-
Location
United States
-
Sector:
-
Job type:
-
Salary:
Circa $150k + Bonuses
-
Contact:
Jennifer Beltran
-
Contact email:
jennifer@intelletec.com
-
Job ref:
JB - DAT0853
-
Consultant:
Jennifer Beltran
Locations: CT-Hartford, MA-Wellesley, NY-New York
Intelletec has partnered in helping the Nation's Premier Health Innovators in helping people on their path to better health. They are building a new health care model that is easier to use, less expensive, and puts the consumer at the center of their care!!
Description:
Leads and participates in the design, built and management of large scale data structures and pipelines and efficient Extract/Load/Transform (ETL) workflows.

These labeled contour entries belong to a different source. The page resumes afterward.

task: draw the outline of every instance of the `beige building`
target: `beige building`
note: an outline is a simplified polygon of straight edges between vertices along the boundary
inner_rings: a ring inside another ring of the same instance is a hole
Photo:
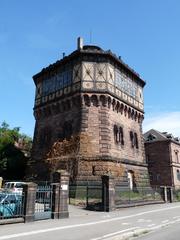
[[[139,74],[110,50],[83,46],[34,77],[36,119],[29,175],[56,169],[71,182],[111,174],[131,188],[148,181]]]
[[[179,138],[151,129],[144,140],[151,184],[180,188]]]

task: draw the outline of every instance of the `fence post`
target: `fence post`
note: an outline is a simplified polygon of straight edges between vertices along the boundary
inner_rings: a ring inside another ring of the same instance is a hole
[[[160,186],[160,189],[162,189],[161,193],[162,193],[162,197],[163,197],[164,202],[167,202],[168,201],[168,198],[167,198],[167,187],[166,186]]]
[[[69,174],[59,170],[53,174],[52,218],[67,218],[69,198]]]
[[[24,222],[33,222],[35,215],[37,184],[27,182],[23,186],[24,194]]]
[[[115,208],[114,177],[109,175],[102,176],[102,204],[105,212],[110,212]]]

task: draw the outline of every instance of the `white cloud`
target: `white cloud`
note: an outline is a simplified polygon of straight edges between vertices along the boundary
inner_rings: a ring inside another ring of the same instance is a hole
[[[172,133],[180,137],[180,111],[157,113],[152,116],[145,116],[143,131],[156,129],[160,132]]]

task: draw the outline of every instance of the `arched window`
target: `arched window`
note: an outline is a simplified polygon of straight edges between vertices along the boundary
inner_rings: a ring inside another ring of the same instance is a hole
[[[119,142],[124,145],[124,134],[123,134],[123,128],[119,128]]]
[[[114,141],[115,143],[118,143],[118,127],[116,125],[114,125]]]
[[[137,133],[134,133],[134,142],[135,142],[136,148],[139,148]]]
[[[72,124],[71,122],[65,122],[63,126],[63,138],[70,139],[72,136]]]
[[[117,125],[114,125],[114,141],[117,144],[120,143],[121,145],[124,145],[123,128],[118,127]]]
[[[129,188],[130,190],[133,190],[134,187],[134,172],[128,171],[128,182],[129,182]]]
[[[134,134],[132,131],[130,131],[129,135],[130,135],[131,147],[133,148],[134,147]]]

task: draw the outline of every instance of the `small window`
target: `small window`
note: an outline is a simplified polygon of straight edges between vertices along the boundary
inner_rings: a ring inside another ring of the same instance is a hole
[[[124,145],[124,134],[123,134],[123,128],[118,127],[117,125],[114,125],[114,141],[116,144]]]
[[[124,145],[124,134],[123,134],[123,128],[119,128],[119,142]]]
[[[114,141],[118,143],[118,127],[114,125]]]
[[[130,135],[131,147],[133,148],[134,147],[134,134],[132,131],[130,131],[129,135]]]
[[[129,181],[129,188],[133,190],[134,187],[134,173],[133,171],[128,171],[128,181]]]
[[[95,166],[92,166],[92,175],[93,175],[93,176],[95,176],[95,175],[96,175]]]
[[[136,147],[137,149],[139,148],[139,143],[138,143],[138,136],[136,132],[130,131],[130,141],[131,141],[131,147],[134,148]]]
[[[177,170],[177,179],[180,181],[180,171],[179,171],[179,169]]]
[[[136,148],[139,148],[137,133],[134,133],[134,142],[135,142]]]
[[[175,161],[176,163],[179,163],[179,155],[178,155],[178,151],[175,151]]]
[[[70,139],[72,136],[72,124],[70,122],[65,122],[63,126],[63,138]]]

- Key skills: Data Pipelines, ETL (short for Extract, Transform, Load), data warehouse, data warehousing, data architecture, database
- Key tools & technologies: Programming (Python), Data Warehousing (Hadoop, MapReduce, HIVE, PIG, Apache Spark, Kafka) and databases (SQL and NoSQL)
Fundamental Components:
- Develops large scale data structures and pipelines to organize, collect and standardize data that helps generate insights and addresses reporting needs.
- Writes ETL (Extract / Transform / Load) processes, designs database systems and develops tools for real-time and offline analytic processing.
- Collaborates with data science team to transform data and integrate algorithms and models into automated processes.
- Uses knowledge in Hadoop architecture, HDFS commands and experience designing & optimizing queries to build data pipelines.
- Uses strong programming skills in Python, Java or any of the major languages to build robust data pipelines and dynamic systems.
- Builds data marts and data models to support Data Science and other internal customers.
- Integrates data from a variety of sources, assuring that they adhere to data quality and accessibility standards.
- Analyzes current information technology environments to identify and assess critical capabilities and recommend solutions.
- Experiments with available tools and advises on new tools in order to determine optimal solution given the requirements dictated by the model/use case.
Background Experience:
- 5 or more years of progressively complex related experience.Ability to leverage multiple tools and programming languages to analyze and manipulate data sets from disparate data sources.
- Ability to understand complex systems and solve challenging analytical problems.
- Experience with bash shell scripts, UNIX utilities & UNIX Commands.Knowledge in Java, Python, Hive, Cassandra, Pig, MySQL or NoSQL or similar.
- Knowledge in Hadoop architecture, HDFS commands and experience designing & optimizing queries against data in the HDFS environment.
- Experience building data transformation and processing solutions.
- Has strong knowledge of large scale search applications and building high volume data pipelines.
- Master’s degree or PhD preferred.
- Bachelor's degree or equivalent work experience in Computer Science, Engineering, Machine Learning, or related discipline.